Some updates on the listing plans. From the AGM minutes
GCEO informed the Meeting that the Board remained committed to unlocking shareholder value in
Olam by its plan to concurrently list and demerge ofi and OA from Olam. Olam was exploring and
evaluating other strategic options if its plans to list ofi and OA continued to be delayed. GCEO said that
there were 4 factors influencing Olam’s restructuring plans. The first factor was the macroeconomic
conditions, including the geopolitical state of the world (eg the Russian-Ukraine war and the Arab-Israeli
conflict). GCEO emphasised that while Olam was not in urgent need of raising capital through an initial
public offering (“IPO”) of ofi or OA, it was important that such IPO was carried out at the right time. The
second consideration influencing Olam’s restructuring plans was the condition of the IPO markets that
Olam was interested in. As a result of the Covid-19 pandemic, IPO markets around the world had slowed
down activity. However, there were suggestions that the IPO markets were picking back up. Olam was
also waiting for the regulatory approval from the Kingdom of Saudi Arabia (“KSA”) for the intended IPO
in KSA, given the significant prospects for OA’s growth in the Middle East region.

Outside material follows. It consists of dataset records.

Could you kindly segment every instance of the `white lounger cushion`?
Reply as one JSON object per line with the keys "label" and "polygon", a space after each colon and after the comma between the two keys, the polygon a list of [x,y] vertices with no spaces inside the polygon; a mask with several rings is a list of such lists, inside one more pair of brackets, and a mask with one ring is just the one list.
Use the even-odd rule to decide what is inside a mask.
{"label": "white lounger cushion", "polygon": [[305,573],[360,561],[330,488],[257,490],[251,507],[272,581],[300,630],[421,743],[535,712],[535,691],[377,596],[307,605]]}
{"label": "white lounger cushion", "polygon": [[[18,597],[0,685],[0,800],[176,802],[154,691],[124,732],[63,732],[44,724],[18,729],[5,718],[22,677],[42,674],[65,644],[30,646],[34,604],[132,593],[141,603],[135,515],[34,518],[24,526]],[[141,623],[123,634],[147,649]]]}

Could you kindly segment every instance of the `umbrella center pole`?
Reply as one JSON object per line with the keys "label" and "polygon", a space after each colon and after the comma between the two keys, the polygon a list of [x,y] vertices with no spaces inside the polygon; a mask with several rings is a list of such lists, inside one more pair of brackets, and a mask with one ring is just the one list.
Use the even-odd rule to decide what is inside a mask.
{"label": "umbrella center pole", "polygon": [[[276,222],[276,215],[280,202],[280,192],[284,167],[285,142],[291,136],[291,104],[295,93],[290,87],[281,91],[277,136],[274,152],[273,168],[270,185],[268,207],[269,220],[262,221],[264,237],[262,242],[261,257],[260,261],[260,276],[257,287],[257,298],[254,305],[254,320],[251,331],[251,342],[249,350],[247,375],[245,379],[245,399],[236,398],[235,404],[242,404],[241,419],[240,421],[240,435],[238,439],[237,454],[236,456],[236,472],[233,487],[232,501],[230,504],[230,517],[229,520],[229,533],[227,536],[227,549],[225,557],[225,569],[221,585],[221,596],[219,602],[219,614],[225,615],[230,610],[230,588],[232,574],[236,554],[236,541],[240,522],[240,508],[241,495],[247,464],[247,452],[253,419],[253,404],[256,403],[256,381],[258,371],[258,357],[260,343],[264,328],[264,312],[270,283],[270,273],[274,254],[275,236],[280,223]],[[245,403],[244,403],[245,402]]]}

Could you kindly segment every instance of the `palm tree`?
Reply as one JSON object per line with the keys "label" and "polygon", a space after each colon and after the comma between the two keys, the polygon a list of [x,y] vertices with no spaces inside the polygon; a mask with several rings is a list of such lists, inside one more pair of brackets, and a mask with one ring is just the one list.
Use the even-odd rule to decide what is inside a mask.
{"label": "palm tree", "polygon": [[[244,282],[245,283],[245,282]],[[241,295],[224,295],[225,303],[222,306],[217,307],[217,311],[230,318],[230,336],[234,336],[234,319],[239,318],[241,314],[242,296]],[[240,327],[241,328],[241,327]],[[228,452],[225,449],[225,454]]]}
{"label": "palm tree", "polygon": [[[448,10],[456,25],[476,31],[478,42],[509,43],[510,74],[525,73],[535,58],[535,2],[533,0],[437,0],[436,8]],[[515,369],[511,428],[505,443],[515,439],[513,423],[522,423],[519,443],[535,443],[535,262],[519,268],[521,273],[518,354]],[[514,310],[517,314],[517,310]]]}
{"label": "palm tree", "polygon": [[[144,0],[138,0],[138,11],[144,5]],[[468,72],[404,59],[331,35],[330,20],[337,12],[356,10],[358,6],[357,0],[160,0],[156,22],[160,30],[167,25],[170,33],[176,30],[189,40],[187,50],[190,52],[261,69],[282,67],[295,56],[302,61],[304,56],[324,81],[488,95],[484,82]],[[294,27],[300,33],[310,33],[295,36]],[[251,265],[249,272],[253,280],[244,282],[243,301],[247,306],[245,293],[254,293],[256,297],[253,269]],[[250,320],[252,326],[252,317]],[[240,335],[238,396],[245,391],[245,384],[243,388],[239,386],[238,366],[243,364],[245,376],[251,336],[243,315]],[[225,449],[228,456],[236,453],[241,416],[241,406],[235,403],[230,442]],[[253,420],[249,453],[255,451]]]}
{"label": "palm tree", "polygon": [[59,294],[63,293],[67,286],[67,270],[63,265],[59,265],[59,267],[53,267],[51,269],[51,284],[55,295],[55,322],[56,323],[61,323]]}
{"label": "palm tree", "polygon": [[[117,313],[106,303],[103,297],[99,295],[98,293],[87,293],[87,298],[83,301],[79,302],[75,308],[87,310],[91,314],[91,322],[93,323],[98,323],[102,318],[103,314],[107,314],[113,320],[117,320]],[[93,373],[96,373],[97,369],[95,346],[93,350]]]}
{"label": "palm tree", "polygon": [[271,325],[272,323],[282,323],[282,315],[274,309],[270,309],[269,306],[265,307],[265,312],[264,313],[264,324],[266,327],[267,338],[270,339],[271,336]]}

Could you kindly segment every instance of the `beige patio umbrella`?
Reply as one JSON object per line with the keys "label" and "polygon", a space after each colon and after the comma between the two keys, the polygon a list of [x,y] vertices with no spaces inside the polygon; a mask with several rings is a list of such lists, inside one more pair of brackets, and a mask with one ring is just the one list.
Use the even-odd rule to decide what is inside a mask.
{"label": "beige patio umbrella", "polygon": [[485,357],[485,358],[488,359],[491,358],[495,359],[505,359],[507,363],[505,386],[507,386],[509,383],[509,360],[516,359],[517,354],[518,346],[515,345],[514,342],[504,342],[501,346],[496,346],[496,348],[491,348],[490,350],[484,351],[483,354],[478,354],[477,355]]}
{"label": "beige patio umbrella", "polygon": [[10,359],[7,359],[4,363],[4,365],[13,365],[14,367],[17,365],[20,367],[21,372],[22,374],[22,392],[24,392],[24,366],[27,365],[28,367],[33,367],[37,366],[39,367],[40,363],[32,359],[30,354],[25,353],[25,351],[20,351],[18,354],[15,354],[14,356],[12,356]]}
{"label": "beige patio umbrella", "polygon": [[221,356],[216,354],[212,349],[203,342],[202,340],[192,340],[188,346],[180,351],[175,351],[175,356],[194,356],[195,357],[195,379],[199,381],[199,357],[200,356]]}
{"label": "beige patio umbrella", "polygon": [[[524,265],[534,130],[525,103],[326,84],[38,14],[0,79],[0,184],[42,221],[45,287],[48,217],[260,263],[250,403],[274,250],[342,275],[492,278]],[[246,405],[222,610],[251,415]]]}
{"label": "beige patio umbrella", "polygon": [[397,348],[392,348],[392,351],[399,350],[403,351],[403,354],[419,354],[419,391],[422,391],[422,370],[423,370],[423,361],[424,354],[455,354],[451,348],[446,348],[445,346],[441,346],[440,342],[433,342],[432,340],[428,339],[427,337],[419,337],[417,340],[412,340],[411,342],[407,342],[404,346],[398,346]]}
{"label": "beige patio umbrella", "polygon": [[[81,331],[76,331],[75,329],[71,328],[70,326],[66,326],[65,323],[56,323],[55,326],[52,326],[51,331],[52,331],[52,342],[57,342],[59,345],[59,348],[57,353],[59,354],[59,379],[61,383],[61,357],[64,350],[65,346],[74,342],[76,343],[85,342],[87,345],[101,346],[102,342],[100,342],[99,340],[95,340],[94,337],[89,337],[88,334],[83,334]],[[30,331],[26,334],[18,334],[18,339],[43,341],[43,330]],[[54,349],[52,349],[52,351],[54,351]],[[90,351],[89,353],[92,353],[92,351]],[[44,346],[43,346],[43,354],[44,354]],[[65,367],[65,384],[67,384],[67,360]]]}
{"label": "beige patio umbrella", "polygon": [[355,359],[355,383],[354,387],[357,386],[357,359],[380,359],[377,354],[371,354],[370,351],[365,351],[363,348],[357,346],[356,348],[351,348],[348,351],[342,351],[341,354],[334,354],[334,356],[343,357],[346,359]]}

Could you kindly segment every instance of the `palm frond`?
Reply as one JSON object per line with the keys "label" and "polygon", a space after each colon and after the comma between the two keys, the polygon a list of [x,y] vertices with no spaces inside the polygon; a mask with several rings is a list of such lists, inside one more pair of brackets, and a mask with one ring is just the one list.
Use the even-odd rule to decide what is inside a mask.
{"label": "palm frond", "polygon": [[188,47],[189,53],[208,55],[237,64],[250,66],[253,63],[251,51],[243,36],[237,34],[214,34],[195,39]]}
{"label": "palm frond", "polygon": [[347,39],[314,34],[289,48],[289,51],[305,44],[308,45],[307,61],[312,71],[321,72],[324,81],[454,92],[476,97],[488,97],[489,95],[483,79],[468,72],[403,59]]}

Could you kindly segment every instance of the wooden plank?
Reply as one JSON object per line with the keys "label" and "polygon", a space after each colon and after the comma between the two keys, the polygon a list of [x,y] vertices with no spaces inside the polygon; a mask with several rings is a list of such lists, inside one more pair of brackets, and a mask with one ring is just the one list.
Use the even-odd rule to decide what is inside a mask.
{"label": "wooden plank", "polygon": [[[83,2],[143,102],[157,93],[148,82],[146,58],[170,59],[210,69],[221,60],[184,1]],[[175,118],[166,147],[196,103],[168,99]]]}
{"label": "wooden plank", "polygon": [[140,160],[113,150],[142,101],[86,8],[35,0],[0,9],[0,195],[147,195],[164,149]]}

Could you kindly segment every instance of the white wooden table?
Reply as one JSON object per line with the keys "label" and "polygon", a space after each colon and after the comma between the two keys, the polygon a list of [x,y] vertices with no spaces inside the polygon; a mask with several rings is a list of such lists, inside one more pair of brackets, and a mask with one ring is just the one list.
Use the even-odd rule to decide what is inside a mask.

The Board anticipated
that OA would experience strong interest from Middle Eastern investors in an IPO. KSA was in the
midst of implementing its regulatory regime for foreign companies to list on its market. When such
regulatory regime came into effect, OA would be the first foreign company to list in KSA. The last factor
for Olam’s consideration was the performance of its operating entities. If interest rates decreased as
predicted in H2 FY 2024, GCEO was of the view that 2025 might be the ideal time for Olam to carry out
its concurrent IPO and demerger plans for ofi and OA, subject to other conditions being met. GCEO
emphasised that the Board’s and shareholders’ commitment to implementing the concurrent IPO and
demerger plans for ofi and OA remained strong.